The AN1 project set out to identify approaches that can help improve water usage, increase water productivity, allow alternative water allocation, and create enabling conditions for benefit-sharing mechanisms in watersheds in the Andes.

Researchers used a water-crop growth model to identify geographical areas where modifying the use of water upstream or allocating water to different plots downstream could make more water available. By ensuring that the newly available water was used to produce biomass such as crops (thus increasing the productivity of water), CPWF created better conditions for community-driven benefit-sharing mechanisms. Further, any surplus from additional agricultural production could benefit the poor in the watershed.

To indicate where benefit-sharing mechanisms might be successful, CPWF mapped poverty and identified geographical units, the so-called socially effective hydrological response units, in which modified use of water and land could improve agricultural production and farmers’ competitiveness.
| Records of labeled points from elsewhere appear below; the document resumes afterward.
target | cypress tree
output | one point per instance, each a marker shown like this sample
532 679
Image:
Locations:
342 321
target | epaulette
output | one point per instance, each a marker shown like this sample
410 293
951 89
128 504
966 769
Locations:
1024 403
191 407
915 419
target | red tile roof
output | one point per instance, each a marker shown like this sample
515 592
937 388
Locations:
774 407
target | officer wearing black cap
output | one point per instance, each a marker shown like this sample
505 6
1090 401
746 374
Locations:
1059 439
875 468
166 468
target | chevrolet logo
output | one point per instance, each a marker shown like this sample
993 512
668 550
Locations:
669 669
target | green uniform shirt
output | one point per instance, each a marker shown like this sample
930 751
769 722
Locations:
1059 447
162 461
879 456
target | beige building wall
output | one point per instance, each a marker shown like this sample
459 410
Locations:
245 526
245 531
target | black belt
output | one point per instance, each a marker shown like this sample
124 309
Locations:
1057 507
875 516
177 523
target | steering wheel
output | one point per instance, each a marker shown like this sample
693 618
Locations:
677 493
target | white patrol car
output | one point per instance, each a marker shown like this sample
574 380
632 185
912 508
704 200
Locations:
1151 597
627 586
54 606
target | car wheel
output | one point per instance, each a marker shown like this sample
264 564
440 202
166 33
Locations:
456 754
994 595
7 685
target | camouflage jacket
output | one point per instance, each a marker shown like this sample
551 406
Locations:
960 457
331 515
Outcomes: Change in Knowledge and Practice

  • CPWF researchers realized the importance of considering subsoil over land cover when looking to ensure sufficient natural infiltration of rainwater on mountain slopes. This discovery can help researchers and policy makers in Colombia focus future flood prevention efforts on the analysis and strengthening of aquifers in the subsoil.
  • CPWF researchers reviewed the Fund for the Protection of Water — a private, commercial fund is regulated by Ecuador’s stock market law and tasked with ensuring ample water supply to Ecuador’s capital, Quito. The review of the fund shows that benefit-sharing mechanisms underpinned by an institutional framework, rather than social agreements and market schemes, are feasible.
  • CPWF researchers mapped areas where improved water productivity could lead to poverty alleviation. This exercise highlighted the highly variable conditions in the Andes. Adopting the analytical mapping method introduced by CPWF, the Schools of Agrarian Revolution in Ecuador identified socially-effective hydrological response units and assessed the potential for fighting poverty through increased water productivity.